Il y a un an encore, ils étaient nombreux, les Romands, à avouer n'avoir jamais mis les pieds aux Grisons. A ne connaître ni le silence prodigieux de ses imposantes vallées, ni les ouvrages vertigineux de ses chemins de fers rhétiques, ni l'intensité de ses capuns. Il aura fallu qu'une pandémie vienne bouleverser les habitudes pour que cette destination soit soudain accrochée sur toutes les lèvres. 

«Malgré la distance, Pontresina et, de manière plus générale, la Haute-Engadine ont su séduire la clientèle romande en tant que destination «exotique». C'était très frappant cet été», se réjouit Ursin Maissen, directeur de l’office du tourisme local. A l’instar de cette petite station alpine nichée dans l’ombre de la prestigieuse Saint-Moritz, l’été fut très romand aux Grisons (+10% de clientèle romande en moyenne). Et ce, dans tout le canton, même dans des vallées moins connues comme le val Poschiavo ou le val Müstair.

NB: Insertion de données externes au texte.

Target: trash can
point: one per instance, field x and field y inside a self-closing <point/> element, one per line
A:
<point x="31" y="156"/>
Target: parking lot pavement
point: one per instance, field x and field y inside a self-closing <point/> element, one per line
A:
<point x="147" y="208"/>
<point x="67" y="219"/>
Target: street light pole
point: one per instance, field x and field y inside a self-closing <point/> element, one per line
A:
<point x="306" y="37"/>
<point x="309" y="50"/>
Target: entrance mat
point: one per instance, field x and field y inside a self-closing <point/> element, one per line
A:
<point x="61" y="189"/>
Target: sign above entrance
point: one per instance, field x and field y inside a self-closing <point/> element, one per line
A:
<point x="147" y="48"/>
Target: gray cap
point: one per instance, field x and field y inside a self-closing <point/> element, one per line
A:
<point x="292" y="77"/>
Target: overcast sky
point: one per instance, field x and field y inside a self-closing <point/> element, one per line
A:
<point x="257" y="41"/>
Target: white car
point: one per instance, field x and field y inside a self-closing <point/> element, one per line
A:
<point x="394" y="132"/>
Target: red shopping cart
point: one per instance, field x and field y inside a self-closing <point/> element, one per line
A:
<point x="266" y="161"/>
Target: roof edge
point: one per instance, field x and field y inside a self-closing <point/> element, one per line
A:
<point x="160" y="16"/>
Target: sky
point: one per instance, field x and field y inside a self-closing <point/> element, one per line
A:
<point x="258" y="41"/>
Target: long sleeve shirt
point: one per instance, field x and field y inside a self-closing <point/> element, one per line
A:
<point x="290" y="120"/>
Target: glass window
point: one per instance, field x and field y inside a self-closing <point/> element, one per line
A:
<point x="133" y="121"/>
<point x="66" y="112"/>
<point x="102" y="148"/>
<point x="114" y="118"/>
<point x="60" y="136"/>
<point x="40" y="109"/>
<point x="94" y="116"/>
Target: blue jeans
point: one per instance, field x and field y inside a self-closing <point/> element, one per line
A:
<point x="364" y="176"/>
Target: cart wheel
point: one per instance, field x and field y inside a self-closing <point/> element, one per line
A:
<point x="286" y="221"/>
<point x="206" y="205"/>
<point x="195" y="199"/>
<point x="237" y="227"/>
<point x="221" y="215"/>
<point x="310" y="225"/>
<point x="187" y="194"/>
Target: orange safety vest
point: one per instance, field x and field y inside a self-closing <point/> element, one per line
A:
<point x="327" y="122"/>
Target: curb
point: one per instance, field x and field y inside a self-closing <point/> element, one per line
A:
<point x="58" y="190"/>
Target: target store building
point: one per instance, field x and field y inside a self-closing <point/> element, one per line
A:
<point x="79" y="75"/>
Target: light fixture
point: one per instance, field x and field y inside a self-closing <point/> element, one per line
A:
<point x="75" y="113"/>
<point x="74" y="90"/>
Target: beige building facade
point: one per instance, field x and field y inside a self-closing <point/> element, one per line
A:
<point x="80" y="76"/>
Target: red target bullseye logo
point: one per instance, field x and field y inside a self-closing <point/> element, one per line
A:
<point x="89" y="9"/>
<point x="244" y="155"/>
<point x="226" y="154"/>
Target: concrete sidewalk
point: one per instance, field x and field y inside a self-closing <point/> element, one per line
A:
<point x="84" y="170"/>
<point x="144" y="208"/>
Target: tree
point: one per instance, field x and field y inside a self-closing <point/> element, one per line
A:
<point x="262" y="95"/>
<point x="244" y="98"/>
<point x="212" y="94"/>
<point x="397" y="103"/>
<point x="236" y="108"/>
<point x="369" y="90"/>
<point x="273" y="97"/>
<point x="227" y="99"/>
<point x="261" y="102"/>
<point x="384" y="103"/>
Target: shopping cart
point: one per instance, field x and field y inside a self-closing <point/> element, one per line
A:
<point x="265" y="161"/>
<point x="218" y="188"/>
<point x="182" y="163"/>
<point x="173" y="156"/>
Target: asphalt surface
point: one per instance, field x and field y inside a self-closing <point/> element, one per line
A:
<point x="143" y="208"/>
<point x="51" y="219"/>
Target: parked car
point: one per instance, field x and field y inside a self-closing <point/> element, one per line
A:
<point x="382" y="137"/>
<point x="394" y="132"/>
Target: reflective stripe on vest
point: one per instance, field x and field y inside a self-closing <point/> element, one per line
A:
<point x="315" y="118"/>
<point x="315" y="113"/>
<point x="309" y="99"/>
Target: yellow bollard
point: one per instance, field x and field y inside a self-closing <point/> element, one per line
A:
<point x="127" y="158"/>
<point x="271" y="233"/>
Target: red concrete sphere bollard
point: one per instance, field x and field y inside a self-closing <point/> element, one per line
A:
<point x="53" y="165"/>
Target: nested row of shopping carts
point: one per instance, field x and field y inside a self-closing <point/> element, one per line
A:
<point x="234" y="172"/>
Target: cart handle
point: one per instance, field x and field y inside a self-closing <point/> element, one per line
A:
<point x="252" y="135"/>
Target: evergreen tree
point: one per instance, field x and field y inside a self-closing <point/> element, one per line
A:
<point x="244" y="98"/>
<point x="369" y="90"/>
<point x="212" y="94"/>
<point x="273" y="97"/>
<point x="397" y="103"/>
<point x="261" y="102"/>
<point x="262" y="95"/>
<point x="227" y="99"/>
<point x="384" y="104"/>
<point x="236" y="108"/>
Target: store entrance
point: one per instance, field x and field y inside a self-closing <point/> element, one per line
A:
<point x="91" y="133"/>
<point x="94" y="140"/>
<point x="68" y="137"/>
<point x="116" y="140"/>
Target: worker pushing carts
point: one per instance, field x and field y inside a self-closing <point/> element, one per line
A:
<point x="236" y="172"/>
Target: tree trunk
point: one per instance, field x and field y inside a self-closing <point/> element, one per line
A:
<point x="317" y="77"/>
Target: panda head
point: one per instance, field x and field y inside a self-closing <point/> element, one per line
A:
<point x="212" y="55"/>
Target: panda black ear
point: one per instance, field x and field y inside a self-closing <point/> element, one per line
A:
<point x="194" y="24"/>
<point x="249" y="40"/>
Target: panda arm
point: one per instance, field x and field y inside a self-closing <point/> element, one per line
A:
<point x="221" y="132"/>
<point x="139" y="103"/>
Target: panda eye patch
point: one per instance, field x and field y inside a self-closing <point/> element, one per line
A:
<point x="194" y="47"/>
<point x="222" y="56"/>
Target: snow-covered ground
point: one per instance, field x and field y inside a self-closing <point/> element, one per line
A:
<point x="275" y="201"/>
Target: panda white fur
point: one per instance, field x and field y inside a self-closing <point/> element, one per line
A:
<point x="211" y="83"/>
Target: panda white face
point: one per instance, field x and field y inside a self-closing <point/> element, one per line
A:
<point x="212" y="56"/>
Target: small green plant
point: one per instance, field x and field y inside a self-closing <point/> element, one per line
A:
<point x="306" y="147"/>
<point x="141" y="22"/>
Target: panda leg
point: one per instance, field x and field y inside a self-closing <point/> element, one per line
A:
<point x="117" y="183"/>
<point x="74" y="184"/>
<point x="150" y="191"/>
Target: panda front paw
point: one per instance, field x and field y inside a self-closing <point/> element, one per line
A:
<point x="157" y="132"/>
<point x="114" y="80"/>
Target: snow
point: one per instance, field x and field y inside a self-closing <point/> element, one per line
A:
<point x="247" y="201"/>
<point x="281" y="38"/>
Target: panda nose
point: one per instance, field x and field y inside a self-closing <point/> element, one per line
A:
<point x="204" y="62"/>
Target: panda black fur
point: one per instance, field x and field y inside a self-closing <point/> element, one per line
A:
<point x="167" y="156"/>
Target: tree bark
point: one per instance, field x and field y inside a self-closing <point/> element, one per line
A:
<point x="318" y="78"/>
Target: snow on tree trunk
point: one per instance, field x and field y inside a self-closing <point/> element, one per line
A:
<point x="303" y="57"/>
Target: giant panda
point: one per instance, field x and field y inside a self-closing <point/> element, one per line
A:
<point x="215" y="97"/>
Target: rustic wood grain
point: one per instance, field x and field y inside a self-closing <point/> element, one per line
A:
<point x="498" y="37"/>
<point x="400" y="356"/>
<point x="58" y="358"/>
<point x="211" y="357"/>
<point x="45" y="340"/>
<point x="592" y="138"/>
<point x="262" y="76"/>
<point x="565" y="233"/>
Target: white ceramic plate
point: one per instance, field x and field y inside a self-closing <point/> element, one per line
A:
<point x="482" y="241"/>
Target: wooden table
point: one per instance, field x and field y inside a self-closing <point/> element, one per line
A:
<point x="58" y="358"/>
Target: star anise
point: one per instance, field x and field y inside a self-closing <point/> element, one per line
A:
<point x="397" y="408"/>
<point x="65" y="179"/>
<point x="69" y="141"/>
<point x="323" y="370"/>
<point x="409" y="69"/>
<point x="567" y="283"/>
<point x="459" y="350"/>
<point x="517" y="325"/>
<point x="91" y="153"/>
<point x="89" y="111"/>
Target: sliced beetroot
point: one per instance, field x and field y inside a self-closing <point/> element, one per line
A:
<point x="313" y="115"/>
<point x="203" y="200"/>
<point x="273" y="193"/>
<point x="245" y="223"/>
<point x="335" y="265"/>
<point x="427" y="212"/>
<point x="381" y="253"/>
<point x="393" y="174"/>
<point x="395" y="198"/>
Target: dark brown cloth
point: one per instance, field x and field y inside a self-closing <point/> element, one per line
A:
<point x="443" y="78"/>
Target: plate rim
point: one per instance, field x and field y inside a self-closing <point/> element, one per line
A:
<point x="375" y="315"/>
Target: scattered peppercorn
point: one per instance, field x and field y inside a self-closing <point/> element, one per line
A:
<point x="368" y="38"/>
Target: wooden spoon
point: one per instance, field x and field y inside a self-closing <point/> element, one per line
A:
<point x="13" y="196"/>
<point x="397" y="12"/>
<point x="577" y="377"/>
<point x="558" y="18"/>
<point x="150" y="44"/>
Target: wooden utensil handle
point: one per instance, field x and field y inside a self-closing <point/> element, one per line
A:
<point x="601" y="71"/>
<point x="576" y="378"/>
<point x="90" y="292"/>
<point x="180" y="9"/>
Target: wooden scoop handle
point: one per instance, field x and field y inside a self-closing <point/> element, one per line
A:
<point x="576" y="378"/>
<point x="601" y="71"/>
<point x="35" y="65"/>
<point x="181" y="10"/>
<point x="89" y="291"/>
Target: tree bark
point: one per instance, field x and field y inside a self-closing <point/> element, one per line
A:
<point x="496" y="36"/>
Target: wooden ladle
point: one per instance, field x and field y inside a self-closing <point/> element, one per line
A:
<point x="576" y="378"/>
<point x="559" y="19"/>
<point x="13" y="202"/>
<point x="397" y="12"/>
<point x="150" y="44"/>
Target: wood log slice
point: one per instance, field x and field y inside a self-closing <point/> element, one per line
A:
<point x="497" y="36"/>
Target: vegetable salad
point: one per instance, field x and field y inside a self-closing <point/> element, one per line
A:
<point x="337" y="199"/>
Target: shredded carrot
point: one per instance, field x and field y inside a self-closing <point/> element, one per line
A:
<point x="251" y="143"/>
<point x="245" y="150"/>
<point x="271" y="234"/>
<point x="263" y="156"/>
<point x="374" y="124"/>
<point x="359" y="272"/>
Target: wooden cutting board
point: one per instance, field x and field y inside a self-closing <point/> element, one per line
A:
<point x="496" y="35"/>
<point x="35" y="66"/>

Pourtant, rien ne laissait présager un tel engouement. Car hormis quelques campagnes de promotion de la région engadinoise, aucune action spécifique n'a été organisée en Suisse romande par l'office du tourisme grison. Son site internet reste d'ailleurs exclusivement disponible en allemand et en anglais. Ou comment cultiver l'art de l'exotisme. «Jusqu'à présent, ces deux langues suffisaient à contenter nos marchés cibles, souligne Luzi Bürkli, directeur du tourisme grison. En 2021, nous comptons être présents en Suisse romande pour inciter les vacanciers à séjourner aux Grisons. Nous allons donc bientôt lancer une offre de base en français.»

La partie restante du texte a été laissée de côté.